In 2004, Vickerman guided Melbourne University to a Big V Division One Men title. He subsequently joined the Melbourne Tigers as an assistant coach for the 2004–05 and 2005–06 NBL seasons. For the 2006–07 NBL season, he served as an assistant coach for the Singapore Slingers. During this time, he also served as the head coach of the Singapore national team. Then between 2007 and 2013, he served as an assistant coach for the New Zealand Breakers.

Between 2009 and 2011, Vickerman served as head coach of the Waikato Pistons, where he guided the team to the 2009 championship and earned Coach of the Year honours in 2009 and 2011.

In 2013, he became head coach of the New Zealand Breakers. In 2014–15, he guided the Breakers to their fourth NBL championship in five years.
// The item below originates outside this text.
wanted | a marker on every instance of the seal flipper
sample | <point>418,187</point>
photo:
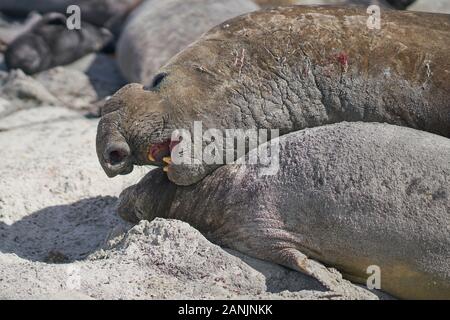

Following the 2015–16 season, he departed the Breakers.

On 6 April 2016, Vickerman was named an assistant coach of the Sydney Kings, appointed alongside Lanard Copeland to serve under newly-appointed head coach Andrew Gaze.

On 17 March 2017, Vickerman was appointed head coach of Melbourne United for two seasons. In March 2018, he guided Melbourne to the NBL championship. On 7 October 2018, his contract was extended with United for an additional three years, keeping him in Melbourne until the end of the 2021–22 season. In June 2021, he guided Melbourne to the NBL championship. On 8 November 2021, his contract was extended for a further two seasons.

On 19 April 2023, Vickerman signed a four-year contract extension with United. He coached his 300th NBL game in October 2023. He coached his 350th NBL game in January 2025.

On 5 May 2026, Vickerman parted ways with United after nine seasons.

On 19 June 2026, Vickerman was appointed head coach of Nagasaki Velca of the Japanese B.League.

==National team career==
In February 2023, Vickerman was appointed head coach of the Australian Boomers for the FIBA World Cup qualifiers.

In March 2025, Vickerman was appointed associate head coach for the Boomers under new coach Adam Caporn. Vickerman assumed lead responsibilities for the first window of the FIBA Basketball World Cup 2027 Asian Qualifiers whilst Caporn tended to in-season duties with the Washington Wizards.

==Personal life==
Vickerman and his wife Christy have three children.